(110 ILCS 337/5)
Sec. 5. Findings and purposes.
(a) The General Assembly finds all of the following:
(1) An estimated 100,000 chemicals are on the U.S.
Environmental Protection Agency's Toxic Substances Control Act inventory and thousands are in commerce today in the United States.
(2) These chemicals are regulated by the U.S.
Environmental Protection Agency, in accordance with the Toxic Substances Control Act.
(3) With advancements in analytical chemistry,
scientists can now detect minute quantities of chemicals in humans.
(4) Biomonitoring is one method for assessing human
exposure to chemicals by measuring the chemicals or their breakdown products, known as metabolites, in human tissues or specimens, such as blood and urine. In studies conducted by the U.S. Centers for Disease Control and Prevention (CDC), biomonitoring data has helped to identify chemicals found in the environment and in human tissues, monitor changes in human exposure to those chemicals, and investigate the distribution of exposure among the general population. The CDC has developed standardized and validated analytical methods for measuring substances in humans. The CDC's National Exposure Report provides statistically valid distribution measurements of chemicals in the U.S. population, including specific age, gender, and ethnic groups. CDC continues to develop new validated methods, and as they do so additional chemicals are being reported.

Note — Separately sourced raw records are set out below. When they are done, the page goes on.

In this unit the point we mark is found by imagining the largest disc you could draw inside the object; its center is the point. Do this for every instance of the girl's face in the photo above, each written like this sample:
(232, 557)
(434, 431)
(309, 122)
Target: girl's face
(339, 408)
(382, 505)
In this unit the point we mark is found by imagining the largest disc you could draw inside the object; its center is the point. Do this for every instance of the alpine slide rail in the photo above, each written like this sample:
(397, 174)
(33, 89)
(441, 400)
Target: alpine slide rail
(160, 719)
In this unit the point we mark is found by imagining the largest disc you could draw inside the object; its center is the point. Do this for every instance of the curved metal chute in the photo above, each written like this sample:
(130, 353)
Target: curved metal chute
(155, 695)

(b) The purpose of this Act is for the University of Illinois at Chicago (UIC), Great Lakes Center for Occupational and Environmental Safety and Health to conduct an Environmental Contaminant Biomonitoring Feasibility Study (Study) that proposes the best way to establish an Illinois Environmental Contaminant Biomonitoring Program (Program) that will do all of the following:
(1) monitor the presence and concentration of
designated chemicals in a representative sample of the population of this State;
(2) produce biomonitoring studies that provide data
for scientists, researchers, public health personnel, and community members to explore potential linkages between chemical exposure and health concerns; and
(3) support Illinois public health by establishing
trends in chemical exposures, validating modeling and survey methods, supporting epidemiological studies, identifying highly exposed communities, addressing the data gaps between chemical exposures and specific health outcomes, informing health responses to unanticipated emergency exposures, assessing the effectiveness of current regulations, and setting priorities for research.